Formula 1 has moved a step closer to the return of 1000 horsepower turbo cars, following a meeting in Geneva this week by key figures to discuss future rules

As part of a push by F1's Strategy Group to make grand prix machinery more challenging, it asked F1's engine chiefs to get together this week to discuss ways of giving cars more power.

The belief is that by ramping up engine power above the 1000bhp level that proved so spectacular in the past, F1 cars will be harder to drive - and therefore more attractive to fans.

AUTOSPORT has learned that the discussions between the Power Unit Working Group and the FIA were positive, although it is unlikely that any of the changes being talked about will come in to force until 2017.

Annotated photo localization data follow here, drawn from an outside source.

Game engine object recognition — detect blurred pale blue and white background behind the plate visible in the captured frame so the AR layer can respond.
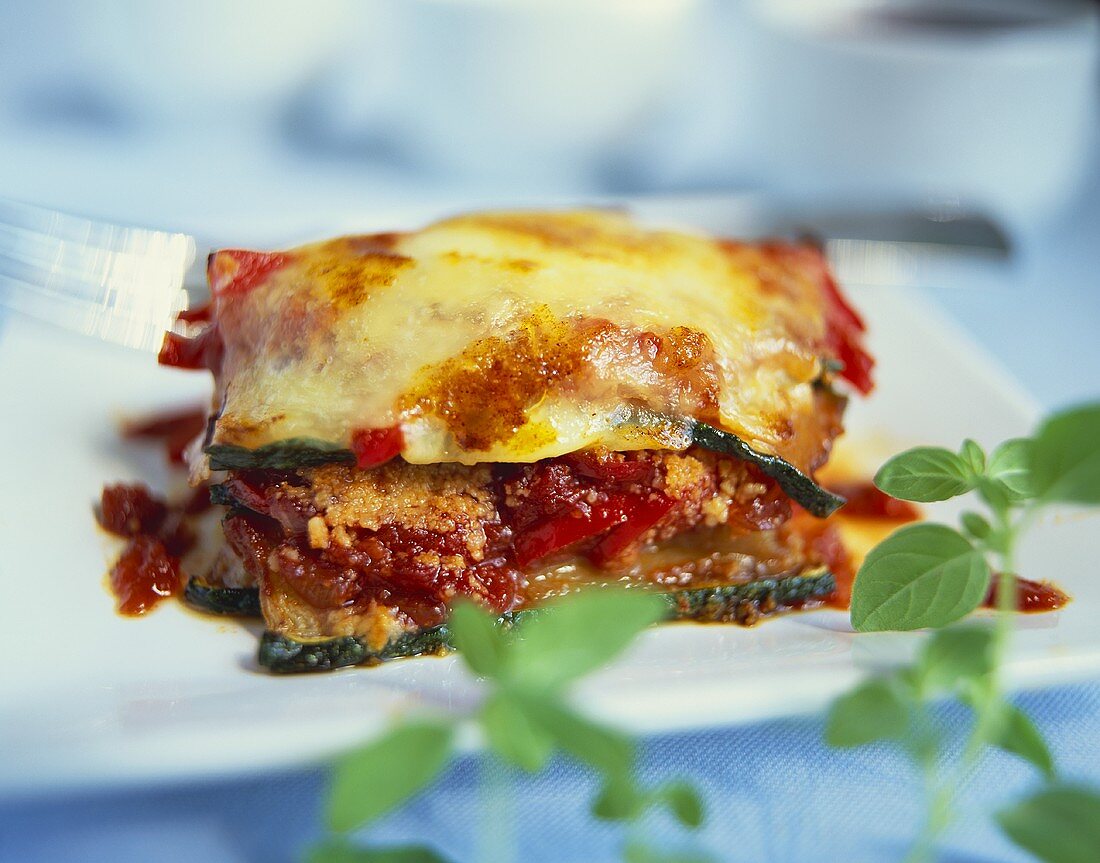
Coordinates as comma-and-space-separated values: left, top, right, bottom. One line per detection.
0, 0, 1100, 240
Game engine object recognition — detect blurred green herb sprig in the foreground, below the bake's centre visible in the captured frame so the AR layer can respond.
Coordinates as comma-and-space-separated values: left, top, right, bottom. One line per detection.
309, 588, 704, 863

However, there is a belief that the 1000bhp target could be achieved without the need for a total redesign of the current turbo V6 engines nor a complete new engine formula - which would be expensive.

Instead, an increase to the fuel flow rate, higher revs, minor design tweaks such as to crank firing, plus increasing the maximum fuel allowance beyond 100kg, would be enough for the current engines to hit the 1000bhp target.

The ideas have now been put forward for further discussion by F1's technical directors later this month, and will also be tabled at the next meeting of the Strategy Group, in a bid to get the green light for more detailed work.

One issue that the engine chiefs want to know from F1 team bosses is whether the priority is for simply more power, or if engine noise should be a factor in modifications too.

Changes to the engines are also likely to go hand-in-hand with tweaks to F1's car rules to make the cars faster and harder to drive.

The FIA is already discussing with teams the possibility of ramping up downforce, having bigger wheels and more aggressive-looking cars for as early as 2016.

COSTS ON AGENDA

The engine manufacturers also discussed ways of making the current engines cheaper, amid concerns that the high costs of the power units are hurting smaller teams.

One idea that has gained traction is for a standardisation of many of the ancillaries surrounding the current V6 engine - such as the energy recovery systems.

Such an idea was proposed by Red Bull boss Christian Horner at the end of last year amid a push by him to change F1's engine rules because they were too expensive.